Les explico. Corría el año 1986. Llegué al privilegiado y bello Colegio Mayor San Clemente, de la Universidad de Santiago, con buen pie. Por expediente académico y por no exceder en casa determinados umbrales de renta, se me otorgó una de las dos codiciadas becas para realizar todos mis estudios —doctorado incluido— con una muy notable reducción en la cuota mensual para vivir en esa institución. Recuerdo que la tarifa normal era entonces de unas treinta y un mil pesetas al mes y, con la beca, el monto se ponía en unas treinta mil para todo el curso. Hasta aquí estupendo. En realidad, yo no había considerado nunca vivir en un Colegio Mayor, y no conocía las condiciones de convivencia que regían en los mismos. Pero un compañero del instituto con el que tenía muy buena relación decidió ir y, al contármelo, me apunté.

Pues allá nos dirigimos, en una bonita tarde de otoño, al Campus Sur. Manolo, mi cuñado, aparcó el coche delante, y él, mis papis y mi hermana nos dirigimos a mi habitación. Ninguno de ellos está ya entre nosotros, más que en nuestros recuerdos. La escalinata de entrada en el Colegio ya suponía una experiencia inolvidable. La cosa pintaba genial, y mi ilusión por comenzar mis nuevos estudios, conocer a mis nuevos compañeros en la Facultad y en el Colegio y empezar a adentrarme más en serio en el inextricable mundo del conocimiento era muy grande. Había, no obstante, un buen borrón en todo ello: iba a echar mucho de menos a la familia, a los amigos y a los compañeros y compañeras de múltiples actividades de ocio y voluntariado en las que estaba inmerso.

Con esmero colocamos la ropa, algunos libros y artículos de aseo en su lugar. Luego, nos dimos una vuelta por el siempre único Campus Sur —hoy Campus Vida— incluyendo el caminar hasta la Facultad de Física, que en aquel tiempo estrenaba edificio propio, con lo que seríamos la primera promoción en hacer uso de él. Los compañeros mayores habían realizado sus estudios en la siempre imponente Facultad de Ciencias, hoy de Química.

No recuerdo si esa misma noche o la siguiente comenzó el terror. A mí me vaciaron el dentífrico, el gel de afeitar, y con él pintarrajearon el espejo del baño. De noche, todo eran golpes en las puertas, gritos, insultos y provocaciones. Pero era la tradición, claro, y cuando lo explicabas parecía que el raro eras tú.
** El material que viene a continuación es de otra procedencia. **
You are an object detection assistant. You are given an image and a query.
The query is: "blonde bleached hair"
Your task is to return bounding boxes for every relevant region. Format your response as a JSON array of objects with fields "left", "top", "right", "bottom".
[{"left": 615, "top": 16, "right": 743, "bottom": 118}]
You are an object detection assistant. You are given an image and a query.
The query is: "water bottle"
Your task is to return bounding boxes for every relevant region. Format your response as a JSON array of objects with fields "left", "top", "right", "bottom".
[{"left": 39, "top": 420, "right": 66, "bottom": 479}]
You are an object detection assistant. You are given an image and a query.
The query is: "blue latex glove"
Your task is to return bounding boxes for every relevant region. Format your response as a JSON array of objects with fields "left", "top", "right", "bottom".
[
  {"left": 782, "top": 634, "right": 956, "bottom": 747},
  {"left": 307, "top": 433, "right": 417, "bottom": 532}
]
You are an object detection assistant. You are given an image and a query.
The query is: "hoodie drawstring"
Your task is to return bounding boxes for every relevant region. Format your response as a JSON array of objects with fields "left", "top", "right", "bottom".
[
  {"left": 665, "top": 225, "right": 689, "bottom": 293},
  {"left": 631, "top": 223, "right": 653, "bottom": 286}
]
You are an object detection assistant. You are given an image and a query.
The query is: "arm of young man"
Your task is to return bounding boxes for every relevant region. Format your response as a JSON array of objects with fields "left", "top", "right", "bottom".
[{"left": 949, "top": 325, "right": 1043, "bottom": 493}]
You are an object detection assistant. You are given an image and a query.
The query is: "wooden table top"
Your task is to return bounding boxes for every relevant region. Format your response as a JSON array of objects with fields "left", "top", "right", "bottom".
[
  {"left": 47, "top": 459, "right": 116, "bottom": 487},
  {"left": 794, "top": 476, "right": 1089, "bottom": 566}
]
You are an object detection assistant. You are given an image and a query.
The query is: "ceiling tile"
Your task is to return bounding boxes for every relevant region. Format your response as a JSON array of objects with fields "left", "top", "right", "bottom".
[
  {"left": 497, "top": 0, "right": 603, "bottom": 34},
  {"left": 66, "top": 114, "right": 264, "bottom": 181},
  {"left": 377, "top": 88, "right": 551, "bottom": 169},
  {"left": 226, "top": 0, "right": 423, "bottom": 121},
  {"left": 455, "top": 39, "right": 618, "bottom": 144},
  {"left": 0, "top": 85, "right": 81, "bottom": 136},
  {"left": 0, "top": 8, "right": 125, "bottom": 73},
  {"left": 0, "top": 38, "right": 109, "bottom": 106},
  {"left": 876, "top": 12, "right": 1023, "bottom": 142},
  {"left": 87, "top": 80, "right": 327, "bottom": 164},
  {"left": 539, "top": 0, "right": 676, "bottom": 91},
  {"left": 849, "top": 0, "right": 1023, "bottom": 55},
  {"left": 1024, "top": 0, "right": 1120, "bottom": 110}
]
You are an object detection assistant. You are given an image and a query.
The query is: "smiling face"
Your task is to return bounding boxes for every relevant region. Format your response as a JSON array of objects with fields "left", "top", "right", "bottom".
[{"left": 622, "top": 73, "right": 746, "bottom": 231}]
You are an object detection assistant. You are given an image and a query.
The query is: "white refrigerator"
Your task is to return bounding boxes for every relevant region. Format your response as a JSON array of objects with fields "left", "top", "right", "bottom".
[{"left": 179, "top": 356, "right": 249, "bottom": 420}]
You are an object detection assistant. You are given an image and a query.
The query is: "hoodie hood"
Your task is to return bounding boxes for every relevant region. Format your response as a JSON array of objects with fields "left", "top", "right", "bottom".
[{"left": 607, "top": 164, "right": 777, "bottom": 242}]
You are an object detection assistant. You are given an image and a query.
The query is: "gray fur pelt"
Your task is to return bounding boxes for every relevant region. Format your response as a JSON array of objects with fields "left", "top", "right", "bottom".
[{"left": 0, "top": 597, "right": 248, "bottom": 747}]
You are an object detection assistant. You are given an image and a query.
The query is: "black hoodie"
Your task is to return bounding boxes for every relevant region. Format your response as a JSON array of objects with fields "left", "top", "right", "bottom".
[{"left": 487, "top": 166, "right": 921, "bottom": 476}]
Yo no tenía ni idea, en mi burbuja, de que esas cosas existían. Y de que había alumnos y alumnas de Universidad que, repletos de alcohol, dedicaban su amargada existencia a lastimar a los demás, de mil formas. Lo pasé mal.

Una de las primeras noches mi compañero de habitación y amigo del instituto entró en ella medio lloroso y en calzoncillos, seguido por hordas de gente bebida y burlona. Yo, que dormía en mi cama y que por aquel entonces ya me había ganado la fama de arisco, no pude más. De un salto, me planté en la puerta y les interpelé. Acto seguido pasé entre ellos y terminé en el vestíbulo del colegio, marcando el número de teléfono de la casa del director, que ya me había preocupado en tener de mano por si llegaba a ser necesario alguna vez. Él era de A Coruña también, y yo conocía a su familia. Le dije algo así como que si no venía inmediatamente al centro residencial, al día siguiente saldría en los periódicos.

Apareció el director, ante la sorpresa del subdirector que, a la postre, era un residente más, algo mayor. A partir de aquel día, yo no recibí más “novatadas”, pero buena parte de los estudiantes del Colegio empezaron a ignorarme. Me llamaban “el iluminado”, y hacían comentarios o se reían cuando yo pasaba. También se levantaban si yo me sentaba a comer cerca de ellos. Nunca me importó, porque creía firmemente en mis principios: mala relación entre personas es la que impone la burla, la humillación y el escarnio. Si ese era el tipo de compañerismo que me proponían, no era para mí. Creo que el respeto tiene que estar presente en cualquier relación, y que esto no se puede violar bajo ningún pretexto. Pero fue un año duro.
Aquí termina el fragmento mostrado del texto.